I can’t say the same about the other Mother’s day, the day we celebrate our Blessed Mother and her relationship with the Son. January 1, or New Year’s Day, is the holy day of obligation that I’m always prepared for.
It seems quite fitting that we have the Solemnity of the Nativity, where we’ve spent nearly a month reflecting on Mary’s pregnancy, her relationship with the loving Father, and her journey with Joseph throughout it all. The culmination occurs at the lowly birth of Christ in a stable, where the Holy Family spent their first days together. A Savior is born, in the cold of the night, to lovingly faithful and holy parents. All is peaceful, joyful, warm, and bright.

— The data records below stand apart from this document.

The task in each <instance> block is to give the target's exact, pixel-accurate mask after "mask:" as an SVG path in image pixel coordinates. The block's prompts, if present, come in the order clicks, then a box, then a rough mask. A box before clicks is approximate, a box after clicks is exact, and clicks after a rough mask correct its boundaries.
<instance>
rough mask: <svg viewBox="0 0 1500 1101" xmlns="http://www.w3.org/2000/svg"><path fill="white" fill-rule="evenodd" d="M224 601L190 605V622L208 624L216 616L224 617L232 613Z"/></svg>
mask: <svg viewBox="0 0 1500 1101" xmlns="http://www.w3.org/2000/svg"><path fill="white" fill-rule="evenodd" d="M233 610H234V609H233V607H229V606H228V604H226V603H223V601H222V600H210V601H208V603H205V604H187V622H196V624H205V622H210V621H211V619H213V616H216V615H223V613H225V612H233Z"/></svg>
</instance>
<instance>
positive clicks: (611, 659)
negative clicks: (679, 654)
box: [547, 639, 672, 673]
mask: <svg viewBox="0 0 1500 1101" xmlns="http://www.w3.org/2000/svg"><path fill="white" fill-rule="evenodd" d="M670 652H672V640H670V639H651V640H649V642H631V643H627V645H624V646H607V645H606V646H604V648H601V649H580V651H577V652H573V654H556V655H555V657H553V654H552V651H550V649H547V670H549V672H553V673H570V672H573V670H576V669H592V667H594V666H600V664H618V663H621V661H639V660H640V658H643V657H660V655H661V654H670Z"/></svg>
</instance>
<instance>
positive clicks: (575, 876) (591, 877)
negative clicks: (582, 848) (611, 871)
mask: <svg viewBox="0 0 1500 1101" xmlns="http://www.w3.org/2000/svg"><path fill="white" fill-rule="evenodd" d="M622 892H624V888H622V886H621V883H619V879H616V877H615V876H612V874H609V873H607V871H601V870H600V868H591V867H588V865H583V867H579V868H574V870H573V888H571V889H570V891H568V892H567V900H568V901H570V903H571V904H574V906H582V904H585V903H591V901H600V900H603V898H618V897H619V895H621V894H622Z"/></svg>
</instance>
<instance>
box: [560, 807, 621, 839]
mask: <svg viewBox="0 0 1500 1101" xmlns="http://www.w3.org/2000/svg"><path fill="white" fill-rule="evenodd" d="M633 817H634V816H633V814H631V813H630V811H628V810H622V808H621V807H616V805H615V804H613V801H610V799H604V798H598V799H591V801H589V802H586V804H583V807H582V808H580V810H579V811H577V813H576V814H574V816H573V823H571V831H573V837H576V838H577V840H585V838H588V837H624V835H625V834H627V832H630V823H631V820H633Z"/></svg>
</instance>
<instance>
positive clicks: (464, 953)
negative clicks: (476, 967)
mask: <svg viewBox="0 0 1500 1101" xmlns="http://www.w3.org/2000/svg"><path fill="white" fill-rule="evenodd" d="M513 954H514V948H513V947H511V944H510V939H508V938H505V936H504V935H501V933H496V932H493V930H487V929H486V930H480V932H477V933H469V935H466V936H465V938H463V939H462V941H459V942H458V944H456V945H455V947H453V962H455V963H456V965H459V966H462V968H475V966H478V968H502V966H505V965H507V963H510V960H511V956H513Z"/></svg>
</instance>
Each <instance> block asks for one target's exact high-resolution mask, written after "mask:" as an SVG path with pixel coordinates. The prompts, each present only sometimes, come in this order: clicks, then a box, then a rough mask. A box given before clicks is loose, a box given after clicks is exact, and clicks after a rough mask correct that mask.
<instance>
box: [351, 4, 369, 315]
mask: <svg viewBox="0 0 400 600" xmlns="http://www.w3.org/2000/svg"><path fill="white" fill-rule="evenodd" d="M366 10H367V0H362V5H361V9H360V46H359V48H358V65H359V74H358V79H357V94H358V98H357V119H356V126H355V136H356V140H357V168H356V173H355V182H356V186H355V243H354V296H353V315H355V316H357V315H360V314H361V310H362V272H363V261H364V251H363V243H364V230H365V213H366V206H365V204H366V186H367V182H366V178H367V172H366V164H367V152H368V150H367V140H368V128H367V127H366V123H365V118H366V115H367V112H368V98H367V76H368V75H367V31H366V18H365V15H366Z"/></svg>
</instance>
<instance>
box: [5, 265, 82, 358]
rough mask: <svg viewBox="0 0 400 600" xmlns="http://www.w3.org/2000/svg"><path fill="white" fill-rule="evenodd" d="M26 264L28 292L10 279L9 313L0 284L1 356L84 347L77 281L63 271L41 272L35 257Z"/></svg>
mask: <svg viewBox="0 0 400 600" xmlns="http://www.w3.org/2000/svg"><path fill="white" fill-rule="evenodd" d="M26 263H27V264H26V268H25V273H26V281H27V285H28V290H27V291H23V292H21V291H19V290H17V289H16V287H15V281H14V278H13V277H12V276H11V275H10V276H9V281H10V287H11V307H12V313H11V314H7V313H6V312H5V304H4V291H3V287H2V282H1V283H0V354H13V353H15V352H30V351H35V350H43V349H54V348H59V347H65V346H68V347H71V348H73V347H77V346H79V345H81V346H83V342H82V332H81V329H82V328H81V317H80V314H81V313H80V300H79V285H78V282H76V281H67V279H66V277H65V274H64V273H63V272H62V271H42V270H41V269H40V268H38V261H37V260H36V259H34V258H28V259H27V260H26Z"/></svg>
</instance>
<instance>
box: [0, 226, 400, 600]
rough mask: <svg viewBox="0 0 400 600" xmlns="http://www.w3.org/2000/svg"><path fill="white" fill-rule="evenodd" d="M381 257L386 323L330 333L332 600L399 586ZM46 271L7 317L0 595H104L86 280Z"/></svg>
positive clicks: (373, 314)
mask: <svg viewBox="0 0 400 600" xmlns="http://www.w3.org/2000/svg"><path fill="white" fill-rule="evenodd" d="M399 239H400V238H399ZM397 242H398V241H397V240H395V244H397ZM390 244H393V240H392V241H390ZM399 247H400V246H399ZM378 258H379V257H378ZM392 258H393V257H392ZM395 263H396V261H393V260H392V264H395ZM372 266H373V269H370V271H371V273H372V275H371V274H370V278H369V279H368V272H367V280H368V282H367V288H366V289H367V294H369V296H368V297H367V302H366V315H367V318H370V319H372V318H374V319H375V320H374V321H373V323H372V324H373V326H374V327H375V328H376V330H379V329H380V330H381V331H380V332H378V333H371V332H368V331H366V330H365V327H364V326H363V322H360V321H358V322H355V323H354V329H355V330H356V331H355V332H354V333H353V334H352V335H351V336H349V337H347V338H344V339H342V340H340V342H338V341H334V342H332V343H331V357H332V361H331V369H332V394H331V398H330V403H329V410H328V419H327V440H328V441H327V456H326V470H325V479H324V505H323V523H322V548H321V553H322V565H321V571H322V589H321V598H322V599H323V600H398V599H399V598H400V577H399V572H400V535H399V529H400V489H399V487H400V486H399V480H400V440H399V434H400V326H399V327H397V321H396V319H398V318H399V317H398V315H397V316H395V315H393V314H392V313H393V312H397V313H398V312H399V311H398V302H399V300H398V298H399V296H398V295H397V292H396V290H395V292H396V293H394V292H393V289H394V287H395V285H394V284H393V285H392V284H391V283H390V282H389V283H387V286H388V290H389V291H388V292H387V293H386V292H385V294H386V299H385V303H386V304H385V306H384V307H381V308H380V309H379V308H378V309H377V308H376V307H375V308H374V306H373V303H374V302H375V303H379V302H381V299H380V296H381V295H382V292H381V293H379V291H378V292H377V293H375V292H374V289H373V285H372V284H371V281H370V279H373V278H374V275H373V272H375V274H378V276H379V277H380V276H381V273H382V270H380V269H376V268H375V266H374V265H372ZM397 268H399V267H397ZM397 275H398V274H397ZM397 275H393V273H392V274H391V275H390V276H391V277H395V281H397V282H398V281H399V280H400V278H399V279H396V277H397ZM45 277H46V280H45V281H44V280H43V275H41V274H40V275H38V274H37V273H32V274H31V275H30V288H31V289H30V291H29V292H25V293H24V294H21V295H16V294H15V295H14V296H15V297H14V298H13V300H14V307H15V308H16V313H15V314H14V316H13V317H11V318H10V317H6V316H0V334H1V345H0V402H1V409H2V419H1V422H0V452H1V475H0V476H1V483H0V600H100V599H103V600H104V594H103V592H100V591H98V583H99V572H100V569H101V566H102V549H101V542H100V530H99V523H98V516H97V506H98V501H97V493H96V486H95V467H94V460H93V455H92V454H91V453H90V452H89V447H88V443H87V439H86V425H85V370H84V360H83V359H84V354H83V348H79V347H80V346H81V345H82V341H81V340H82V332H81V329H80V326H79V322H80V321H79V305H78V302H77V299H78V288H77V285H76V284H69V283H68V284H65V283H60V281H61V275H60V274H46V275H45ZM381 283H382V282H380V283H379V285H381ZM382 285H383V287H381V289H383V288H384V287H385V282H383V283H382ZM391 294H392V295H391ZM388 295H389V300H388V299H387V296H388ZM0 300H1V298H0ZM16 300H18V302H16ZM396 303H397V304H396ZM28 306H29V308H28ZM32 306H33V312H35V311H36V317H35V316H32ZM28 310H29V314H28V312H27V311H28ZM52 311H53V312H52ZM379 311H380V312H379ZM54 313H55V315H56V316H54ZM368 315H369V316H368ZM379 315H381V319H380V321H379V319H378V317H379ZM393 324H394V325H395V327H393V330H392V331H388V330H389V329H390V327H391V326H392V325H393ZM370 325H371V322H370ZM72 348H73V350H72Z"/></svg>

Then we have the post-Christmas dead week, the week between Christmas and New Year’s. The week where traffic is far sparser, and everyone is desirous of a good rest to recover from the festivities of Christmas. This year’s dead week is a particularly gloomy one in central Indiana, where it is oddly warm, rainy, and very clammy. It’s an odd juxtaposition to the holy feast we just started celebrating a few days ago.
But then we have New Year’s. The great big party to start the year, to prelude an even bigger celebration: the Solemnity of Mary, Mother of God.
All throughout Advent, we ponder the person of Mary. Her perfection, her sinlessness, her beauty as a pure creation of the Father and her lovely femininity as it fits into the story of Salvation. In all her humbleness, Advent isn’t about her at all. It’s about her Son. We celebrate the arrival of her divine infant. We end the year with great hope as we witness the Salvation of all. We begin the year with an invitation.
An invitation to draw closer to our Lady, as she will only usher you closer to the Son. An invitation to imitate her virtue, her humility, her holiness. An invitation to set all down and simply make Christ the center of our lives, as that is the only way that we will truly be happy in this new year. An invitation to make Mary, the mother of God, our guiding light throughout 2022.
As we start our preparations for the year ahead, as we scramble to come up with a resolution for the months to come, let us turn to Mary and ask her to be our companion in this journey on earth.